Bio-Computing Research Center, Harbin Institute of Technology, Shenzhen, Shenzhen 518055, Guangdong, China; Shenzhen Medical Biometrics Perception and Analysis Engineering Laboratory, Harbin Institute of Technology, Shenzhen, Shenzhen 518055, Guangdong, China.
School of Automation, Guangdong University of Technology, Guangzhou 510006, Guangdong, China.
Neural Netw. 2018 Dec;108:83-96. doi: 10.1016/j.neunet.2018.08.007. Epub 2018 Aug 14.
Low-rank representation (LRR) has aroused much attention in the community of data mining. However, it has the following twoproblems which greatly limit its applications: (1) it cannot discover the intrinsic structure of data owing to the neglect of the local structure of data; (2) the obtained graph is not the optimal graph for clustering. To solve the above problems and improve the clustering performance, we propose a novel graph learning method named low-rank representation with adaptive graph regularization (LRR_AGR) in this paper. Firstly, a distance regularization term and a non-negative constraint are jointly integrated into the framework of LRR, which enables the method to simultaneously exploit the global and local information of data for graph learning. Secondly, a novel rank constraint is further introduced to the model, which encourages the learned graph to have very clear clustering structures, i.e., exactly c connected components for the data with c clusters. These two approaches are meaningful and beneficial to learn the optimal graph that discovers the intrinsic structure of data. Finally, an efficient iterative algorithm is provided to optimize the model. Experimental results on synthetic and real datasets show that the proposed method can significantly improve the clustering performance.
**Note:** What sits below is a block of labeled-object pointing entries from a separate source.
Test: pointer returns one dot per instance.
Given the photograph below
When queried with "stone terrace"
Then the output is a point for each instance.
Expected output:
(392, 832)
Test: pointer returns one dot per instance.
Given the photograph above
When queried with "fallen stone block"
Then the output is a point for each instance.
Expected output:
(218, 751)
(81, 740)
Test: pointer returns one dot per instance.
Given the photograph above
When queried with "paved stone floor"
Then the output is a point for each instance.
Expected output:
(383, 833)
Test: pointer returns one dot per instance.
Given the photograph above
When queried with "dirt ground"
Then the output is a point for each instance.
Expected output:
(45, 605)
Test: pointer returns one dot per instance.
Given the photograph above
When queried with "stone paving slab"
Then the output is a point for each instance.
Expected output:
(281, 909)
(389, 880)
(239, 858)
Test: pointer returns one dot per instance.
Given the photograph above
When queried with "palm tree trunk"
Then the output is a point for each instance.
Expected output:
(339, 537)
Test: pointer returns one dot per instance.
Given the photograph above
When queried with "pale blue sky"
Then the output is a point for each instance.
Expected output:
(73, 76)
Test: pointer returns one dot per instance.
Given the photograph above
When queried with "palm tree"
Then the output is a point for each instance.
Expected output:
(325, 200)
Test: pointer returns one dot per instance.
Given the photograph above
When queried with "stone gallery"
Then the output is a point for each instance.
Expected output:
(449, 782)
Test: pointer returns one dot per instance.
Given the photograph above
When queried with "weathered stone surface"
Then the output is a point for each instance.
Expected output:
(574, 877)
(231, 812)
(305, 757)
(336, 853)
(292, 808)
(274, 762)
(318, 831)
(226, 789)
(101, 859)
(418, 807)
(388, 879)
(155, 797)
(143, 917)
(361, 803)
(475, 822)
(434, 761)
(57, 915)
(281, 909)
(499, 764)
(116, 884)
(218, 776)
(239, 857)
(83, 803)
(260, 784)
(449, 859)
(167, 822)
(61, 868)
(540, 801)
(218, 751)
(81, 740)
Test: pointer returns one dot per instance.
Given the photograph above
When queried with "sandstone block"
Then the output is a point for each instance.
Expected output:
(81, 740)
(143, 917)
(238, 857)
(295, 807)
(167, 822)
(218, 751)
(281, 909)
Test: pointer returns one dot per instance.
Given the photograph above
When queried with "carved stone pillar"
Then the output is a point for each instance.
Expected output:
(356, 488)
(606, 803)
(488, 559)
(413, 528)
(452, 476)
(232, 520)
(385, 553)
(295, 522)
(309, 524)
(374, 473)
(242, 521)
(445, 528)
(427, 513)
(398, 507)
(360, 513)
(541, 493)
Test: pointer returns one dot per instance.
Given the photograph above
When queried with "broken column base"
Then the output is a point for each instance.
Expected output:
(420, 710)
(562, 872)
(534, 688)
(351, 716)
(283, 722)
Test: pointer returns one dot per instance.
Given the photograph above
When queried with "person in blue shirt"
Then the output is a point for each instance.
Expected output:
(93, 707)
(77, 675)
低秩表示 (LRR) 在数据挖掘领域引起了广泛关注。然而,它存在以下两个问题,极大地限制了其应用:(1) 由于忽略了数据的局部结构,它无法发现数据的内在结构;(2) 得到的图不是用于聚类的最优图。为了解决上述问题并提高聚类性能,我们在本文中提出了一种名为带自适应图正则化的低秩表示 (LRR_AGR) 的新的图学习方法。首先,我们将一个距离正则化项和一个非负约束联合集成到 LRR 的框架中,使该方法能够同时利用数据的全局和局部信息进行图学习。其次,我们进一步向模型中引入了一个新的秩约束,鼓励学习到的图具有非常清晰的聚类结构,即对于具有 c 个聚类的数据,恰好有 c 个连通分量。这两种方法对于学习发现数据内在结构的最优图是有意义和有益的。最后,我们提供了一个有效的迭代算法来优化模型。在合成和真实数据集上的实验结果表明,所提出的方法可以显著提高聚类性能。